Freya Estreller started an art project that grew into a business.
She built business relationships and now manages a 70+ person team, and she's launching a new company in the food and beverage space.
She shares the lessons she's learned and why being your authentic self is the best way to start and manage your company.
-How Coolhaus went from an art project to a business
-Creating a powerful vision
-What it takes to build relationships and make opportunities happen
-Cherishing the journey
-Why feminism matters for women-owned businesses
-Why you learn as a boss to be very direct and honest
1. Whats your #1 Priority?
2. When someone asks you the question, what are you thinking about right now, what percent of the time do you answer totally honestly?
3. What scares you about your future?
4. Do you want to have kids and if so, why?
5. What would you call your autobiography?
My Top 4 Takeaways:
-Persistence, honesty/transparency, generosity, and hard work are the keys to get your foot in the door and turn a cold call into a warm quality relationship.

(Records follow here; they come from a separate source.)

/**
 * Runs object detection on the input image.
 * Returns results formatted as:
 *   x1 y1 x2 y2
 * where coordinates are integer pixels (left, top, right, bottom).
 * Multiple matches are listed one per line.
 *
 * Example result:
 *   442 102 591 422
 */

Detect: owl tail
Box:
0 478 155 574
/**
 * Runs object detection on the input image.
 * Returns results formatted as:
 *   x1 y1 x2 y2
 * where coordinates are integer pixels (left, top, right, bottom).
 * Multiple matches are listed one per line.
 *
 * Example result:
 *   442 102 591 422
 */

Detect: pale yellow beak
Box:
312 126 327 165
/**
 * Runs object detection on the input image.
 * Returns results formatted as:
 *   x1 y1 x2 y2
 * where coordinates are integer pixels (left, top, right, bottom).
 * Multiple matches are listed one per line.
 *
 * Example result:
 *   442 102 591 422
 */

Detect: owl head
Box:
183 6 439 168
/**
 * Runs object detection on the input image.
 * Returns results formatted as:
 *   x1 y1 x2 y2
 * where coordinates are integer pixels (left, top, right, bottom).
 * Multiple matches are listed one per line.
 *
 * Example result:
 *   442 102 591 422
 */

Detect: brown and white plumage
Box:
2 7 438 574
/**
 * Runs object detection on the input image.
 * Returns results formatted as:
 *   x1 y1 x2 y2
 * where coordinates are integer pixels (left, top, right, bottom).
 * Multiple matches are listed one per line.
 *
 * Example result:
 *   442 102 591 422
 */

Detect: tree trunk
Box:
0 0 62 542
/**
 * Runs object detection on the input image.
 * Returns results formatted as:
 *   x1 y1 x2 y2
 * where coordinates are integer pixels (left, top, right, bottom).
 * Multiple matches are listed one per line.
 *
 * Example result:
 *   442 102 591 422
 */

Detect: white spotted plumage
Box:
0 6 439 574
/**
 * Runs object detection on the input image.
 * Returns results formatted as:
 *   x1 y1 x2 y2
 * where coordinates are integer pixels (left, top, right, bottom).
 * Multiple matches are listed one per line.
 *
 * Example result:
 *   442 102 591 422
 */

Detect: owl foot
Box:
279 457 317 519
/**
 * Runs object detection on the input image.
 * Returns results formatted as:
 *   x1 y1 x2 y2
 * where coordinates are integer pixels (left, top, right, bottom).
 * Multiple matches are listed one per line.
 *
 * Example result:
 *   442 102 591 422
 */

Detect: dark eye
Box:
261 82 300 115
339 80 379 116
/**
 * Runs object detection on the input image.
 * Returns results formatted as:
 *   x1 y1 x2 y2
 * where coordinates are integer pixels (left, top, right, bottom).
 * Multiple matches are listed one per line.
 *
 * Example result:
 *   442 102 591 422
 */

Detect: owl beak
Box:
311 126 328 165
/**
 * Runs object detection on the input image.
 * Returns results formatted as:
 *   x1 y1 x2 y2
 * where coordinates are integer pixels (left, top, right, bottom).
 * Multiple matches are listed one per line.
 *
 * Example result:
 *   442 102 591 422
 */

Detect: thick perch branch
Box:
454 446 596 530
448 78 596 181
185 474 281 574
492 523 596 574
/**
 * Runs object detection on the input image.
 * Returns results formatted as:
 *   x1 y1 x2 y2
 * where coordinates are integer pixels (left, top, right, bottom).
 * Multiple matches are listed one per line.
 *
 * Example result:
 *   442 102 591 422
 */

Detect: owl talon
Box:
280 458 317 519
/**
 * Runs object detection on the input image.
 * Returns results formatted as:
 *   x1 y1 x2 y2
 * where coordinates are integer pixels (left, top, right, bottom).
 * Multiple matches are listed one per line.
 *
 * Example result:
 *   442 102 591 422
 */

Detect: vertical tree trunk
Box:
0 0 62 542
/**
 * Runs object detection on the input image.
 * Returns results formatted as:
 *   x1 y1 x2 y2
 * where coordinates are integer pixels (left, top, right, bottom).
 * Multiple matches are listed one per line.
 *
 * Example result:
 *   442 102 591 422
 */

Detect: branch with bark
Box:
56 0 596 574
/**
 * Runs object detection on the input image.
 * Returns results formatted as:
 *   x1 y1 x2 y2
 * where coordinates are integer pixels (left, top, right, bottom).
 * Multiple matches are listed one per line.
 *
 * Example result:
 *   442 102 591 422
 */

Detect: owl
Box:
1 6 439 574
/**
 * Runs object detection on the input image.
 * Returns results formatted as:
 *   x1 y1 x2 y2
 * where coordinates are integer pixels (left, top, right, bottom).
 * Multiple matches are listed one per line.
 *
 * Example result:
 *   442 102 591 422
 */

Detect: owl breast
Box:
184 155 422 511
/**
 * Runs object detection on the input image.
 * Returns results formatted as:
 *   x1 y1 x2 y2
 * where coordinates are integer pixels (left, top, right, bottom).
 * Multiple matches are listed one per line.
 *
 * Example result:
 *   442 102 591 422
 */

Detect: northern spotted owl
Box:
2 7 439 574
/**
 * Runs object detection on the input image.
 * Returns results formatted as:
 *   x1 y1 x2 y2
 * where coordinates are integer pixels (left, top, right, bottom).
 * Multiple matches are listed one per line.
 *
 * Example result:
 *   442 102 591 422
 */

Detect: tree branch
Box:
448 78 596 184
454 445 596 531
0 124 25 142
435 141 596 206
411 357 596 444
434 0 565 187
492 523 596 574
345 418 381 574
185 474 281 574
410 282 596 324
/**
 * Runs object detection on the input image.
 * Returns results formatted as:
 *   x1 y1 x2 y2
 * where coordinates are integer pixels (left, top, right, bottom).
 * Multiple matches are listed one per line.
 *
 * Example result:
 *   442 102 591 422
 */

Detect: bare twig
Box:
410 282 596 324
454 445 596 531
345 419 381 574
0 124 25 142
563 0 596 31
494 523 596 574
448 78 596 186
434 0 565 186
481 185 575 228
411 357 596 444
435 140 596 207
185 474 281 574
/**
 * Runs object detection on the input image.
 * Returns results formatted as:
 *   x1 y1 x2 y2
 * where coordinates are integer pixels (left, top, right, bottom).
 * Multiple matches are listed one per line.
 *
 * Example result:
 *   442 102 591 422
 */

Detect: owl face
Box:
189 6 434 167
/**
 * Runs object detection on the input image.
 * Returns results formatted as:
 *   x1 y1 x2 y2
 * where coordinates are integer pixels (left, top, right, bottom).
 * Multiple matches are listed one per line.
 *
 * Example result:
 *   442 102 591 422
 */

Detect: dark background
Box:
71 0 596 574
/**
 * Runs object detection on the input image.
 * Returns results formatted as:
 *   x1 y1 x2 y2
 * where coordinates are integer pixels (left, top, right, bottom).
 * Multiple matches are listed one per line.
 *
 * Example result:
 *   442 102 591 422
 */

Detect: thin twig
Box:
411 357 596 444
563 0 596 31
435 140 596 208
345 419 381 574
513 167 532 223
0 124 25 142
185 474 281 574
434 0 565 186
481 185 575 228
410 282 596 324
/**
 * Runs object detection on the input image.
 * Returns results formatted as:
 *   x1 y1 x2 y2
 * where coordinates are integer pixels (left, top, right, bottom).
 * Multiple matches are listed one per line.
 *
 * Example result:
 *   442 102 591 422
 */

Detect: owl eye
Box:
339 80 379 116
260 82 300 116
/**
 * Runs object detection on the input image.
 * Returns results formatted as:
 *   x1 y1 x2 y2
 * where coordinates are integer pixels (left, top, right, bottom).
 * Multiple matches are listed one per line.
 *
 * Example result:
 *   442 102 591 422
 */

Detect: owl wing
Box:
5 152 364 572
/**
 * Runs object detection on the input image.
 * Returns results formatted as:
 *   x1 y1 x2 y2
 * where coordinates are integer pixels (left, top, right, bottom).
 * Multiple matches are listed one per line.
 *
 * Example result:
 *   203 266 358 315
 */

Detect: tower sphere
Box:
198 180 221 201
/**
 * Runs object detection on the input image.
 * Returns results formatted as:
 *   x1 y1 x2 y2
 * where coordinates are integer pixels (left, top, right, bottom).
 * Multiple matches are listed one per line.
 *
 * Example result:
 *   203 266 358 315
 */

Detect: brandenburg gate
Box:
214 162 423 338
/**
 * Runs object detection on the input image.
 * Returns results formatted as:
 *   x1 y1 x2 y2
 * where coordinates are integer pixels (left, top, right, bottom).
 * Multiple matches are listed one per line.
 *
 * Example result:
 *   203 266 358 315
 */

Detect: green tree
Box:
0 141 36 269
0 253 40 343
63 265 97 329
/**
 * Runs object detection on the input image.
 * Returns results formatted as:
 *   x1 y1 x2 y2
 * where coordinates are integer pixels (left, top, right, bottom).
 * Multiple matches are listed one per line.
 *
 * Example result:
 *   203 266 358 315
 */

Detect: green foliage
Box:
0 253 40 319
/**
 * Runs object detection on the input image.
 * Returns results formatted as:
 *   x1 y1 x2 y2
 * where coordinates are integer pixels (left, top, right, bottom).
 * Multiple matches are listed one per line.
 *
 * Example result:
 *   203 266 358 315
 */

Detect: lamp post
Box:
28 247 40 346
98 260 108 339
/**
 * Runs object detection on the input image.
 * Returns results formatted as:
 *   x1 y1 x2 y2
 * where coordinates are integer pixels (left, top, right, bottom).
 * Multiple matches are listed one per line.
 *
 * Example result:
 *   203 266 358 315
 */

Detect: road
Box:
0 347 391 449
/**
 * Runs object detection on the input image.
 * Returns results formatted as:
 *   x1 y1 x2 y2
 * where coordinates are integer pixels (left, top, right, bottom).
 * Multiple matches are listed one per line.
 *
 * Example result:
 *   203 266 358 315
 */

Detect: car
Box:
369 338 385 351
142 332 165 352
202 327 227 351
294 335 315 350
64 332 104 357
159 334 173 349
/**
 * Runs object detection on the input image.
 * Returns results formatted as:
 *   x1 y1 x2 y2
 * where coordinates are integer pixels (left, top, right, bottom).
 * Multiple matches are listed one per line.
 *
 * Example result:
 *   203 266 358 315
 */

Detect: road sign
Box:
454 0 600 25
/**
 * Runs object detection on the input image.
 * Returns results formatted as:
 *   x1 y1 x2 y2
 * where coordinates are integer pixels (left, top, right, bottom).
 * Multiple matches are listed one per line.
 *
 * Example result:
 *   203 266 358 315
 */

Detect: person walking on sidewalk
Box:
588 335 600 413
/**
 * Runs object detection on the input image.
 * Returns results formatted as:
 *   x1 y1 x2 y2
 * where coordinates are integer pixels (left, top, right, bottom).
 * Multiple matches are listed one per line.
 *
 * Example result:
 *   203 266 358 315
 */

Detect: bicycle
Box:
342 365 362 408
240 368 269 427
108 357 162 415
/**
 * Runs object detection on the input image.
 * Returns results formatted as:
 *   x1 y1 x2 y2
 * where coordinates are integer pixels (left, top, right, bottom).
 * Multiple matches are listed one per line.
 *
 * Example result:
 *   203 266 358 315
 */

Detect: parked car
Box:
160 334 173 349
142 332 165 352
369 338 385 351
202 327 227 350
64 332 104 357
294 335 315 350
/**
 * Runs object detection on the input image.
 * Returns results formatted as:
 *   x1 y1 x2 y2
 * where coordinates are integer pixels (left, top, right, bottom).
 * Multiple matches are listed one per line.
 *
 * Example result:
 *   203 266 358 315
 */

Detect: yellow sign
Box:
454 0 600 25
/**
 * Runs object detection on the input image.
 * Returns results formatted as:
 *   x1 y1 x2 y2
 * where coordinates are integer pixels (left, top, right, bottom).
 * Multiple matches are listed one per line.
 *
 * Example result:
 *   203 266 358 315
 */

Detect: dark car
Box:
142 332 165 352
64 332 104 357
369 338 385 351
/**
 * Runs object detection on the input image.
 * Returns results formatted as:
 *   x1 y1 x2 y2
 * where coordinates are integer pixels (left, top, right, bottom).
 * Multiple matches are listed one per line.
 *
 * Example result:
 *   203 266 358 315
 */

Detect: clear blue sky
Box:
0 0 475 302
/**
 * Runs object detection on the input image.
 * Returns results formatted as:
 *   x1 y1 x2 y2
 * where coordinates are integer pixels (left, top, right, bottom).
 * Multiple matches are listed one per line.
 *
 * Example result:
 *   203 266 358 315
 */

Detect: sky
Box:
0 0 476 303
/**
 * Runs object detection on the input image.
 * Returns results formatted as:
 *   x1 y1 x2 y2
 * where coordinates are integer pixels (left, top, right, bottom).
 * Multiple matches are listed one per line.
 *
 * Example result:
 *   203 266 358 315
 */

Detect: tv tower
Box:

-It often takes 4-5 messages/attempts to get a response when making a cold call/email, so don't give up after 2-3 times!
-Take smart risks (like Freya did purchasing the ice cream truck and vending at Coachella)
-Be open to additional perspectives (which Freya used to shift Cool Haus' focus into the consumer goods space), and create a clear long term vision & exit plan.
More on Truth Challenge Question #2:
Usually when someone asks me, "what are you thinking about right now?" Its because they sense I am a) not present (which I feel was well addressed during the episode) or b) that the conversation evoked something in me and they can see it on my face or in my body language. Part a) is a lot easier to share with the person in my opinion (especially if I am thinking about work instead of being a good/active listener) but b) I find I more challenging, especially if my private conversation is something that I want to keep private (ie. when a past experience pops up in my head that I don't feel inclined to share).
In the context of authenticity, and my practice of it, this is an interesting and challenging question, because my personal gut reaction is to want to share it all & be transparent - which has historically led me to freeze up and either share what I wanted to keep private or literally say "nothing." So where is the line between sharing it all, and holding private thoughts to myself? After sitting with it, I have greater clarity that I shouldn't feel the need to share every last detail of a thought publicly, and when asked, know I can do a better job of simply stating my truth - without baring it all if I don't want (ie. "our conversation brought up an old memory," or "with all respect, it's a private thought," or I could go the playful route and say something such as "don't you wish you knew!" and then stand firm with whichever route I chose and move forward with the conversation.